The clink of jewelry signaled the arrival of the receptionist—Gail was her name, he thought—and he was relieved by the interruption.
“Sorry, but I have Harold Rheingold from
Inside Phoenix
on the line, Janie. It’s about the article.”
“Oh. I should take this.” She looked apologetically at him.
“I can do the Close-Up,” Gail said, bustling to the camera, her large bosom jostling for air behind a tight purple blazer.
Jane looked uncertainly at him.
“We’ll be fine,” he said, figuring the woman couldn’t possibly have Jane Fall’s intensity, sense of mission or intuition. He’d get Gail to cut it short.
Once Jane was gone, Gail pushed a pencil into her piled-up red hair and looked at him over half-glasses trimmed in rhinestones. “You’re one lucky man to have Janie Falls on the case. She found my husband for me, you know.”
“You were a client?”
“Nope. I was interviewing for the receptionist job and Wayne, the light of my life, was installing phones. Before he could say ‘Can you hear me now?’ Janie had matched us. And Wayne is the song in my heart, let me tell you. She’ll find you yours.”
“I hope so.” He did. He craved a bond with one special person. Yeah, getting married would help his career, but what he really wanted was someone to grow old with. Someone to stand side by side with, facing life’s challenges, enjoying its triumphs.

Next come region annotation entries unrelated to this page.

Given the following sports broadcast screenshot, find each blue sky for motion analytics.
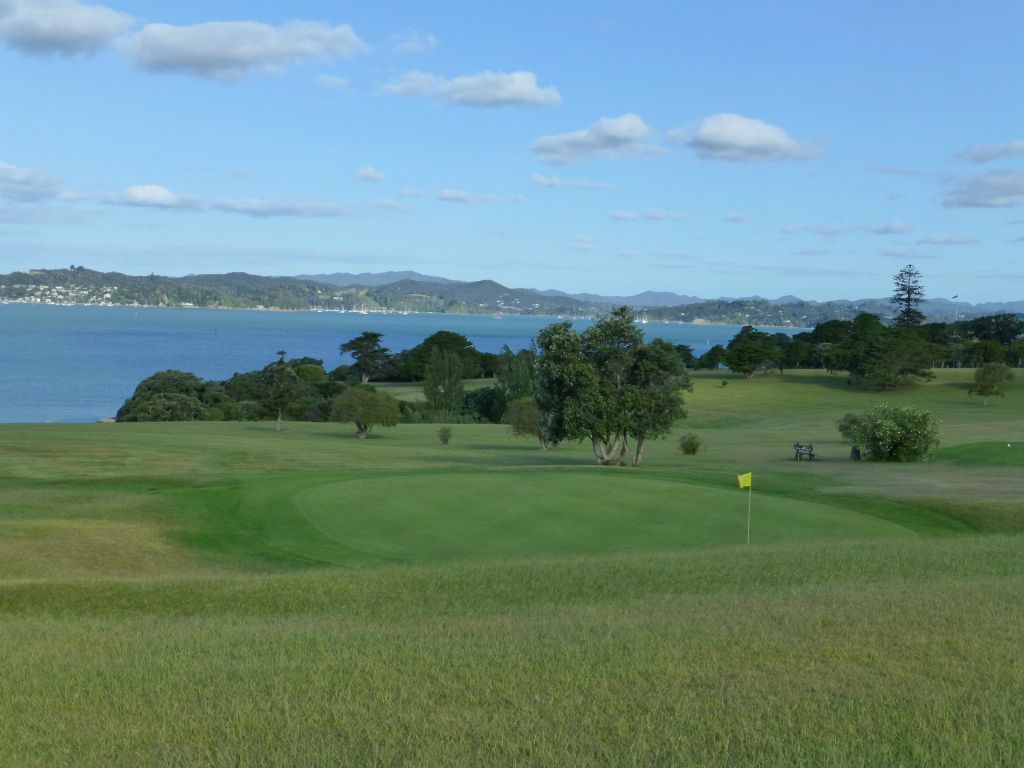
[0,0,1024,302]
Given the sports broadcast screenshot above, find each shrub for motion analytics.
[838,403,940,462]
[679,436,704,456]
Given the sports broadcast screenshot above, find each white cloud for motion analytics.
[114,184,203,210]
[918,236,981,246]
[530,114,651,165]
[0,162,66,203]
[864,221,910,234]
[959,138,1024,163]
[611,208,689,221]
[316,75,348,91]
[674,113,818,163]
[391,31,440,53]
[0,0,134,56]
[532,173,615,189]
[123,22,370,82]
[942,171,1024,208]
[437,189,526,205]
[383,71,562,106]
[355,165,387,181]
[213,198,358,218]
[370,198,413,213]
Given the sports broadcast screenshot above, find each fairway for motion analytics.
[284,467,911,563]
[0,371,1024,768]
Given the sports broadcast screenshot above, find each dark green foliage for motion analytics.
[537,307,690,465]
[423,347,465,417]
[970,362,1014,406]
[339,331,391,384]
[503,397,549,450]
[331,385,399,437]
[697,344,725,371]
[838,403,939,462]
[725,326,779,379]
[462,387,508,424]
[891,264,925,328]
[679,432,703,456]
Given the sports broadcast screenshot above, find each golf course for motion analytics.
[0,369,1024,767]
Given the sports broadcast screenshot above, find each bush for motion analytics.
[679,434,704,456]
[838,403,940,462]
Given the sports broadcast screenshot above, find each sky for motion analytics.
[0,0,1024,303]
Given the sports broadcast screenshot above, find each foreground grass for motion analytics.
[0,372,1024,766]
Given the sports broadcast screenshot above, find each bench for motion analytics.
[793,442,814,462]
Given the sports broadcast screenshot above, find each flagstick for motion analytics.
[746,485,754,544]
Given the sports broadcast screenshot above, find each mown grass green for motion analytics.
[0,371,1024,766]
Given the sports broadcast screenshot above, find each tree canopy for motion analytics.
[537,307,691,465]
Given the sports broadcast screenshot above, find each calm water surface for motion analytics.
[0,304,770,422]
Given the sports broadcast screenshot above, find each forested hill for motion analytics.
[0,266,1024,328]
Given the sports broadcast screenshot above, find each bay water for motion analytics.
[0,303,765,423]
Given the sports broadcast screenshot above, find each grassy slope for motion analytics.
[0,372,1024,765]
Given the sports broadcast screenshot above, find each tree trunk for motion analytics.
[633,437,644,467]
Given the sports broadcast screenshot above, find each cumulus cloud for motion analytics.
[114,184,203,210]
[918,236,981,246]
[391,31,440,53]
[958,138,1024,163]
[673,113,818,163]
[530,114,651,165]
[942,171,1024,208]
[864,221,910,234]
[316,75,348,91]
[124,22,370,82]
[383,71,562,106]
[437,189,526,205]
[355,165,387,181]
[0,163,66,203]
[532,173,615,189]
[213,198,358,218]
[0,0,134,56]
[611,208,689,221]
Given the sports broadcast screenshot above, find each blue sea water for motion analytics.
[0,304,770,422]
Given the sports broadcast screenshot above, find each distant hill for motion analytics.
[0,266,1024,328]
[296,270,460,288]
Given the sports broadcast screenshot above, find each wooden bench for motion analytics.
[793,442,814,462]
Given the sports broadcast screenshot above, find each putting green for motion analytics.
[241,469,913,563]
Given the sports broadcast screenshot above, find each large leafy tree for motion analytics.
[891,264,925,328]
[339,331,391,384]
[423,347,465,418]
[725,326,779,379]
[331,385,398,437]
[536,307,689,465]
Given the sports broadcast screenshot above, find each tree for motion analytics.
[338,331,391,384]
[537,307,689,465]
[891,264,925,328]
[725,326,778,379]
[838,403,940,462]
[263,349,299,432]
[502,397,549,451]
[969,362,1014,406]
[331,385,398,438]
[423,347,465,418]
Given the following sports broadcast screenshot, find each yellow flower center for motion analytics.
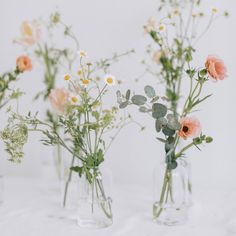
[82,79,89,85]
[107,77,113,84]
[80,52,86,57]
[77,70,83,75]
[159,25,165,31]
[71,97,78,103]
[64,75,70,80]
[212,7,218,13]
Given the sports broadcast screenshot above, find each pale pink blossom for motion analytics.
[205,56,227,80]
[14,20,41,46]
[49,88,70,114]
[178,117,201,139]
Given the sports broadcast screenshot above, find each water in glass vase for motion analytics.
[77,170,113,228]
[153,158,191,225]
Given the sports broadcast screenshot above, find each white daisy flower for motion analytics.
[158,24,166,33]
[81,79,90,87]
[211,7,219,14]
[63,74,71,81]
[78,50,87,58]
[69,94,79,105]
[104,74,116,86]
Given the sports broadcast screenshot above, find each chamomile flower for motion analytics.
[144,16,157,34]
[104,74,116,86]
[81,79,90,87]
[77,69,83,76]
[211,7,219,14]
[63,74,71,81]
[69,94,79,105]
[158,24,166,33]
[78,50,87,58]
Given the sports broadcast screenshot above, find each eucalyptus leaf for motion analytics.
[131,95,147,106]
[151,96,160,103]
[167,161,178,170]
[119,101,129,109]
[144,85,156,98]
[158,117,167,126]
[116,90,122,104]
[155,119,162,133]
[139,106,148,113]
[125,89,131,100]
[156,138,166,143]
[167,114,181,130]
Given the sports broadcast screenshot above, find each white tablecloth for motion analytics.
[0,177,236,236]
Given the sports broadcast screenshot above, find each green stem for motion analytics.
[63,156,75,207]
[154,167,169,218]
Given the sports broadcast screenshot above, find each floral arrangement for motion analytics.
[0,55,32,109]
[117,0,228,219]
[1,46,138,214]
[13,12,79,100]
[14,12,133,180]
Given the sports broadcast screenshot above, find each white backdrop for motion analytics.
[0,0,236,194]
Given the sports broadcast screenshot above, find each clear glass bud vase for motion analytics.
[153,158,191,225]
[77,169,113,228]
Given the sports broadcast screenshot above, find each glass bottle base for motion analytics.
[153,202,188,226]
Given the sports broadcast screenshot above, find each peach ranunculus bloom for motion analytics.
[178,117,201,139]
[205,56,227,80]
[13,20,41,46]
[16,55,33,72]
[49,88,70,114]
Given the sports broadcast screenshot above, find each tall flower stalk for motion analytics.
[117,0,228,219]
[1,51,139,217]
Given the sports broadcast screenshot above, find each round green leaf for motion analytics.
[119,101,129,109]
[144,85,156,98]
[167,114,181,130]
[152,103,167,119]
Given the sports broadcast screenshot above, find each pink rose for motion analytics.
[14,21,41,46]
[205,56,227,80]
[178,117,201,139]
[49,88,70,114]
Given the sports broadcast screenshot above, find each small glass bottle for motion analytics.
[153,157,191,225]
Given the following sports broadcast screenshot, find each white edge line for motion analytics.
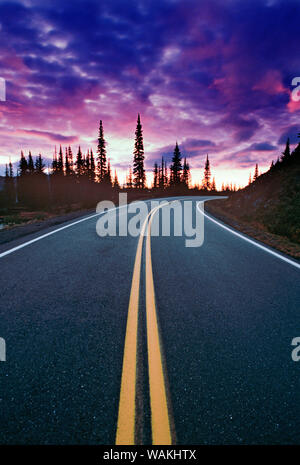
[197,201,300,269]
[0,204,128,258]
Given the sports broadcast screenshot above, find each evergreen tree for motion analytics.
[170,142,182,185]
[153,163,158,189]
[133,114,146,189]
[127,166,133,189]
[75,146,84,179]
[68,145,74,176]
[35,154,45,174]
[113,170,120,189]
[253,163,259,181]
[27,151,34,174]
[57,145,64,175]
[19,151,28,176]
[202,155,211,191]
[52,147,57,174]
[103,160,112,183]
[182,158,191,187]
[211,178,217,192]
[97,120,107,182]
[90,149,96,182]
[164,162,168,187]
[4,162,15,206]
[65,147,71,177]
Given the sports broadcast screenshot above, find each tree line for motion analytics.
[0,115,216,209]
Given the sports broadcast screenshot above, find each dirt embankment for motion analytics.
[205,200,300,259]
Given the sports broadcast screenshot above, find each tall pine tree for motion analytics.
[170,142,182,186]
[97,120,107,182]
[133,114,146,189]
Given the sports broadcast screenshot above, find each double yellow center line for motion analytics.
[116,202,172,445]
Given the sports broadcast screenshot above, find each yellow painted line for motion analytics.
[146,208,172,445]
[116,202,171,445]
[116,208,151,445]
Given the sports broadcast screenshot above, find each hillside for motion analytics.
[207,144,300,248]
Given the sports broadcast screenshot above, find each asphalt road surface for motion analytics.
[0,197,300,445]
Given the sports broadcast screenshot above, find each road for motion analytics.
[0,197,300,445]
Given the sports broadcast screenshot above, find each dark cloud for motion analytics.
[278,125,300,144]
[0,0,300,181]
[21,129,78,144]
[247,142,277,152]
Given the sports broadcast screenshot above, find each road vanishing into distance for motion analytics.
[0,197,300,445]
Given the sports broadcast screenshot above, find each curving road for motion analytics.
[0,197,300,444]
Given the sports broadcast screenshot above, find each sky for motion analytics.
[0,0,300,187]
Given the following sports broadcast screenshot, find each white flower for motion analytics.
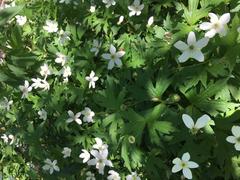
[102,44,125,69]
[62,147,72,158]
[67,110,82,125]
[200,13,230,38]
[182,114,211,134]
[59,0,71,4]
[90,39,102,56]
[172,152,199,179]
[55,52,67,66]
[40,64,51,79]
[79,149,90,163]
[174,32,209,63]
[31,78,50,91]
[147,16,154,27]
[93,137,108,151]
[43,20,58,33]
[82,107,95,123]
[16,15,27,26]
[117,16,124,25]
[126,172,141,180]
[19,80,32,99]
[85,71,98,89]
[38,109,47,121]
[1,134,15,145]
[102,0,116,8]
[0,97,13,111]
[107,170,121,180]
[226,126,240,151]
[87,150,113,174]
[59,30,71,45]
[86,171,96,180]
[89,5,96,13]
[42,159,60,174]
[128,0,144,17]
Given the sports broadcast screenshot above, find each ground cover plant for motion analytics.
[0,0,240,180]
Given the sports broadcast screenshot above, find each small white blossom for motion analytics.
[67,110,82,125]
[82,107,95,123]
[86,171,96,180]
[38,109,47,121]
[147,16,154,27]
[128,0,144,17]
[40,64,51,79]
[172,152,199,179]
[93,137,108,151]
[200,13,230,38]
[102,0,116,8]
[226,126,240,151]
[79,149,90,163]
[55,52,68,66]
[42,159,60,174]
[107,170,121,180]
[102,44,125,70]
[19,80,32,99]
[43,20,58,33]
[126,172,141,180]
[174,32,209,63]
[182,114,211,134]
[58,30,71,45]
[62,147,72,158]
[90,39,102,56]
[117,16,124,25]
[89,5,96,13]
[16,15,27,26]
[85,71,98,89]
[1,134,15,145]
[0,97,13,111]
[31,78,50,91]
[87,150,113,174]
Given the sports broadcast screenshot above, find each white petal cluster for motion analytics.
[102,44,125,70]
[200,13,230,38]
[42,159,60,174]
[43,20,58,33]
[182,114,211,134]
[102,0,116,8]
[174,32,209,63]
[85,71,99,89]
[172,152,199,179]
[226,126,240,151]
[128,0,144,17]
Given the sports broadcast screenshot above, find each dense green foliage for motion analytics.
[0,0,240,180]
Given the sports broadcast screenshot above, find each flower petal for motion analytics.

A soul mate, corny as that sounded, though he’d never say that out loud to anyone.
Gail bent to study him through the viewfinder, making him feel like a bug under a microscope.
“I think I should explain what I’m looking for in a mate,” he said to hurry her along. If they knew what he wanted, the women could self-select. He didn’t want to disappoint anyone.
Gail tapped a finger to her lip. “Not sure that’s compelling, but we can always edit it out. Okay…action!”
Action? They were in Hollywood now? “I’m hoping for someone comfortable enough in her career that she can be flexible about mine. There are social events and charity projects related to the firm, so she should enjoy that. She should also be an independent thinker, a self-starter and a team player.”
“Hon, do you want her to marry you or work for you?”
“Oh. Sounded like a job description?” On the other hand, too many couples got caught up in chemistry and learned later their lives didn’t mesh.
“You’re not putting in an order at the Wife Factory. Try selling
her
on
you.
”
“So I should explain that I’m—”
“Not the ‘self-starter, team player’ bit. Give me something tender and sensitive.”
“Yes, but—”
“Even independent, self-starting team players want roses and poetry. I’ll walk you through it, don’t worry.”
Gail swung into action, directing every aspect of his performance, from his body angle, facial expression and vocal quality to the words he used. She yelled “cut” and “action” until he had a headache, before finally declaring it a “wrap,” and offering to show him the “rough cut.”